Segmented trajectory optimization: the picking process is divided into "fast approaching-slow positioning-fine grasping" stages, and the speed is reduced within 10mm close to the product (for example, from 500mm/s to 50mm/s), and the positioning accuracy is improved through low-speed movement.
Adaptive adjustment of program parameters
Pre-set "precision mode" for different products: for example, enable "high precision mode" (reduce speed and increase feedback frequency) for high-precision food boxes (such as buckle structure) and "high efficiency mode" for ordinary products to balance precision and efficiency.
Introduce "learning function": record the optimal parameters (such as the best picking angle and the trigger time of the sucker) by picking data for many times, and automatically optimize the subsequent action instructions (similar to "iterative learning control").
Fourth, anti-interference and stability enhancement
Electrical anti-interference design
The signal wires of the controller and servo system are shielded wire and twisted pair, and are separately wired from the power wire to reduce electromagnetic interference (for example, high-frequency interference generated by the motor of injection molding machine may lead to sensor signal distortion).
Install power filter: stabilize the power supply voltage of controller and servo system (avoid fluctuation of more than 5%) to prevent abnormal motor output torque caused by voltage instability.
Fault self-diagnosis and correction
The controller has built-in real-time monitoring module: continuously detect servo alarm (such as overload, encoder failure) and sensor abnormality (such as visual signal loss), and once the deviation exceeds the threshold (such as picking position error > >0.2mm), immediately stop the action and trigger a correction program (such as recalibrating the origin).

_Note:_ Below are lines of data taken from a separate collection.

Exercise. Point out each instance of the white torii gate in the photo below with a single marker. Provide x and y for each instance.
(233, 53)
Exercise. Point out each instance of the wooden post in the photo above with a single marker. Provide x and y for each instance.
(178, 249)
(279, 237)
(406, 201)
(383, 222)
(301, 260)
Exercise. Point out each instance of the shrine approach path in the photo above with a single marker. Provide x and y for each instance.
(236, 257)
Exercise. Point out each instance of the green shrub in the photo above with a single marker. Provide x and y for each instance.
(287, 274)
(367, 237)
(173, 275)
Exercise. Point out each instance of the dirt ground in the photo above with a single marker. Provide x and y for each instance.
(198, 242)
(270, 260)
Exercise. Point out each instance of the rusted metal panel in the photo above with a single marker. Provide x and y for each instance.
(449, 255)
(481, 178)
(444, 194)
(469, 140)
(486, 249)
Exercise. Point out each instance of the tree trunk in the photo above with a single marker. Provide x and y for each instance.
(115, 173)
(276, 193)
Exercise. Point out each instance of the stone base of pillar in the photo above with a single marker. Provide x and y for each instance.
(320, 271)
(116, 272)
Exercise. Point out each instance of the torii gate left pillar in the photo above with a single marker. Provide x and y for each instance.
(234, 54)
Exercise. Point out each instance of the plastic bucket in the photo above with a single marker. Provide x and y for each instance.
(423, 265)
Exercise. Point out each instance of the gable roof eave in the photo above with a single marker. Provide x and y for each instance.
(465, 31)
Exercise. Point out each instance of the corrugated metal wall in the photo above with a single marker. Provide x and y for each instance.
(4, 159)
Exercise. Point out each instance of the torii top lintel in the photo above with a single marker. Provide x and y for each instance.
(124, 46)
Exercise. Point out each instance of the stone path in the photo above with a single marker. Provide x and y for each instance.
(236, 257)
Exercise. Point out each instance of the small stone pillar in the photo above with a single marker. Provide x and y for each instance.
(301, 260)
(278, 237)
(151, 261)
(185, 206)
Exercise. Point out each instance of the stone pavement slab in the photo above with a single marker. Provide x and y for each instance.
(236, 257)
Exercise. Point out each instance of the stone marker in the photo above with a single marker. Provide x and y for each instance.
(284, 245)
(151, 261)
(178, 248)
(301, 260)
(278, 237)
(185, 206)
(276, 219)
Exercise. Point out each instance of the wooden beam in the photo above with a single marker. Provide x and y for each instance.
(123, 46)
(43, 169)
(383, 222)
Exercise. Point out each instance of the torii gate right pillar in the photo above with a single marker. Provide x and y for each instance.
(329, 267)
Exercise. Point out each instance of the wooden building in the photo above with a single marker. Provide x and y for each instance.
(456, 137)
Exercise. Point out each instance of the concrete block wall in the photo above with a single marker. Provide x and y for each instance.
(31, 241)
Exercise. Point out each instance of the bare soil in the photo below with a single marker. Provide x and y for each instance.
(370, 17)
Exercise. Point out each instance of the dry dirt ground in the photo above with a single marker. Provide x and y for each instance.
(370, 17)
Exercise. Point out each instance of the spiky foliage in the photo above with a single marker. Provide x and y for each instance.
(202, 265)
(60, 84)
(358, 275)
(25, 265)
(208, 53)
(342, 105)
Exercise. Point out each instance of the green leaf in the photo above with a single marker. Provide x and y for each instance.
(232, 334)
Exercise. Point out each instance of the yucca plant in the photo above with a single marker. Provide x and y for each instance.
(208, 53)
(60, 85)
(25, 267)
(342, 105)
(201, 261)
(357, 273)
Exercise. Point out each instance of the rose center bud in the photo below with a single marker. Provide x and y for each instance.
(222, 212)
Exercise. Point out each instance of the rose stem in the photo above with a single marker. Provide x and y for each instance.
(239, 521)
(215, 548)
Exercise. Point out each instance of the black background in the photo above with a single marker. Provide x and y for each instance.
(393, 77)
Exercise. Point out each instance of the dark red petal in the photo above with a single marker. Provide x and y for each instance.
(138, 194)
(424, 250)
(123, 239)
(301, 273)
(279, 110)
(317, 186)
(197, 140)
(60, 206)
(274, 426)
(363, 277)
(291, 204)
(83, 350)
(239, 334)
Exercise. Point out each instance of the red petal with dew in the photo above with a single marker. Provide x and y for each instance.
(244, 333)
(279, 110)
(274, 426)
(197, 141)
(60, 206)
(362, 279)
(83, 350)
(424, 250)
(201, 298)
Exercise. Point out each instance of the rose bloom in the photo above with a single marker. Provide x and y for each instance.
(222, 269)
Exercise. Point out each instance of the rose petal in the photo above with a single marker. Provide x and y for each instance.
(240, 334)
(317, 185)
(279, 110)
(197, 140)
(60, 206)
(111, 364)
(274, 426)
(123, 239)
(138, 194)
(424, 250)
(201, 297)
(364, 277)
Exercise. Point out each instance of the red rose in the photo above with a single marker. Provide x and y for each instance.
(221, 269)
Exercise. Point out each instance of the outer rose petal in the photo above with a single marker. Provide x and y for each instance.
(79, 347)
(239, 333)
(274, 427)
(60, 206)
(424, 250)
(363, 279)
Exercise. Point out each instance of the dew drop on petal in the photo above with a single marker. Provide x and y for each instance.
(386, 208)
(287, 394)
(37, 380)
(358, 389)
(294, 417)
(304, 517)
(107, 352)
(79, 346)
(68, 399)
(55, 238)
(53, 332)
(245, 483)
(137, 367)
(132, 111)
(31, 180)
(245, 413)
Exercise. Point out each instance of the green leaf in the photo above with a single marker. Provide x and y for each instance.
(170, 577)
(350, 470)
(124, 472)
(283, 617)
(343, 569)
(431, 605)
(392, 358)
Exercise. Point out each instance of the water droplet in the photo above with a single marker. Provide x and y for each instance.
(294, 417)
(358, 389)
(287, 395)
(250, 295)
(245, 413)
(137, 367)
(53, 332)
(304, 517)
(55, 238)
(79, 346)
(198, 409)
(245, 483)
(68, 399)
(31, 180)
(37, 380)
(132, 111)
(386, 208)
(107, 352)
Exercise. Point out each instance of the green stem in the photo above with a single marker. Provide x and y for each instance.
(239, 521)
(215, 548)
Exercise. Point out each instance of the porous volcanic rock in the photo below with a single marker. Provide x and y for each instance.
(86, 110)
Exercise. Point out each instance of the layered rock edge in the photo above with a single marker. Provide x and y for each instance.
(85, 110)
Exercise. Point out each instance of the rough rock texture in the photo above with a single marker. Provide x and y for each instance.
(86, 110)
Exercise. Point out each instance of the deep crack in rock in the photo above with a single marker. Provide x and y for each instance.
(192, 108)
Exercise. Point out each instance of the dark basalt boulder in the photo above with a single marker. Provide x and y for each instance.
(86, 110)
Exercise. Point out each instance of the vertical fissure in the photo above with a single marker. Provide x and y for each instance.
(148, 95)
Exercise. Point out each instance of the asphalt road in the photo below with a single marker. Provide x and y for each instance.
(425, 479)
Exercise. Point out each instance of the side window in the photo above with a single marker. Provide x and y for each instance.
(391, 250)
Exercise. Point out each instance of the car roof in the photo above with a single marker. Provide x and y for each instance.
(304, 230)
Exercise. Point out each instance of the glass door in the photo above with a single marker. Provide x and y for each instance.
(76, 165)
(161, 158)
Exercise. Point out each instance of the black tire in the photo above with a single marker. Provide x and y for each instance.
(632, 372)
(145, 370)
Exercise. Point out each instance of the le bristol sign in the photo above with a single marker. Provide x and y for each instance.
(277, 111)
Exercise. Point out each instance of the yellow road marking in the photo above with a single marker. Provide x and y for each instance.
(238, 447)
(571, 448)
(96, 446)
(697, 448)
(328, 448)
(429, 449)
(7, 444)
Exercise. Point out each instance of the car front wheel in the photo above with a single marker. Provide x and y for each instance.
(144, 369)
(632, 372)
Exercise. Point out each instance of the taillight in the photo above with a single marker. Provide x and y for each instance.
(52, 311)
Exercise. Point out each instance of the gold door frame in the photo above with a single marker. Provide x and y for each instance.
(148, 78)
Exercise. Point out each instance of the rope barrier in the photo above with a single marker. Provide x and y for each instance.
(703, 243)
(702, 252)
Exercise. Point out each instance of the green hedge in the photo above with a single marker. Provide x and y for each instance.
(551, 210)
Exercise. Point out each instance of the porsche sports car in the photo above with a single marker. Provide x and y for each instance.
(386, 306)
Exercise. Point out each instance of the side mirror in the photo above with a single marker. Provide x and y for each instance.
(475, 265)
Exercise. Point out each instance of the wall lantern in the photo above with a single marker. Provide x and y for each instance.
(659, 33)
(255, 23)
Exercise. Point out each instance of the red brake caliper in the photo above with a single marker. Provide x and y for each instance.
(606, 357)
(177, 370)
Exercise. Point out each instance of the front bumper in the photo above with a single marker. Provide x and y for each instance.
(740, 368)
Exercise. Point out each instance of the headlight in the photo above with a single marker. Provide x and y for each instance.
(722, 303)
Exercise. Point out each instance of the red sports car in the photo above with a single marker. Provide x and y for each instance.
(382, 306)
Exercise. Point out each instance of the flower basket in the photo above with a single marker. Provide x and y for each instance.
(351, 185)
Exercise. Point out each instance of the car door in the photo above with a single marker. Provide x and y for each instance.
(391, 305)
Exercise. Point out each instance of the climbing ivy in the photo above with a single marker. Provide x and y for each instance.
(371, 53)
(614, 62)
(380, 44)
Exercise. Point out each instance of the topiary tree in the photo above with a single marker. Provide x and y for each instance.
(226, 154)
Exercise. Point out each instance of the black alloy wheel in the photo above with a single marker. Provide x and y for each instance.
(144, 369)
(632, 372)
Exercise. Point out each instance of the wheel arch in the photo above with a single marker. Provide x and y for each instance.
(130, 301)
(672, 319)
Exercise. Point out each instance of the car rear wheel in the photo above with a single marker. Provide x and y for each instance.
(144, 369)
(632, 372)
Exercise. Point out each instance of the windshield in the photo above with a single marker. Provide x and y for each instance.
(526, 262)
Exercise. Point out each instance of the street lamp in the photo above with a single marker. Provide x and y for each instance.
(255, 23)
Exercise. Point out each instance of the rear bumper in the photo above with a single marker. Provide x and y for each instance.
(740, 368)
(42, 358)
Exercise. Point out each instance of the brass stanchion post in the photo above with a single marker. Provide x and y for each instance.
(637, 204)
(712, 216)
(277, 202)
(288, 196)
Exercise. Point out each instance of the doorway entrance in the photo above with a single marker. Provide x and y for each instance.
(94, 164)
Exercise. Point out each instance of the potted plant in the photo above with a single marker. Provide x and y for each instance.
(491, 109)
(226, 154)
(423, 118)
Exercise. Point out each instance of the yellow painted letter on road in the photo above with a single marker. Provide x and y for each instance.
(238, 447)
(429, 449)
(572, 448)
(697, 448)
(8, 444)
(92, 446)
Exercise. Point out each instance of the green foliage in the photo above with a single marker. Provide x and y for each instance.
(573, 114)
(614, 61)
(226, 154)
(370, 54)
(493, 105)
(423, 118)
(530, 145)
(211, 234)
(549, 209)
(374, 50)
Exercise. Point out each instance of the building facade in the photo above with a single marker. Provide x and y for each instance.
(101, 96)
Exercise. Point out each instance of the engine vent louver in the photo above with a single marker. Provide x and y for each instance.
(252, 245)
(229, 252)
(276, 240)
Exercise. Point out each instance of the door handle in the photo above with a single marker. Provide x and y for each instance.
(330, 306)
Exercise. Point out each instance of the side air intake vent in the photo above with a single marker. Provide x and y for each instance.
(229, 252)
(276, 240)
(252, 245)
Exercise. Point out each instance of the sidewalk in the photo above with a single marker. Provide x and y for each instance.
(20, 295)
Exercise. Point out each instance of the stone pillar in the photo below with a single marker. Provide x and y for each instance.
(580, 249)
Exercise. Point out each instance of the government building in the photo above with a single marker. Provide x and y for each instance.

Redundancy design: key signals (such as limit position switches) are detected by two channels to avoid positioning errors caused by single point failure.
V. Standardization of debugging and calibration process
Precise calibration of mechanical origin and coordinate system
The laser interferometer is used to calibrate the travel accuracy of each axis of the manipulator, and the deviation between the actual value and the theoretical value of each position is recorded. The "electronic gear ratio" parameter of the controller is corrected to ensure that the commanded position is consistent with the actual position.
Establish a "manipulator-injection molding machine" linkage coordinate system: associate the manipulator picking coordinate with the mold position of the injection molding machine, and automatically compensate the tiny displacement (such as the mold position deviation caused by the change of clamping force) when the mold is opened and closed by the controller.
Trial and error optimization before mass production
The first product was tested 100 times repeatedly, and the position deviation of each pickup was recorded by the controller, and the average value was calculated and written into the program as compensation to reduce the system error.
Simulate extreme working conditions (such as full load and maximum speed) test, and adjust parameters (such as increasing deceleration time) through the controller to ensure that the accuracy is still up to standard in the limit state.
summary
The core logic of the control system to improve the picking accuracy is "high-precision instruction output+real-time feedback correction+dynamic error compensation". By upgrading the hardware (controller, servo, sensor), optimizing the algorithm (trajectory planning, compensation model), strengthening the anti-interference ability, and combining with standardized debugging, the precision of repeated positioning can be improved from ±0.1mm to less than ±0.05mm, which can meet the production requirements of high-precision food boxes (such as products with sealed grooves and multi-cavity integrated molding).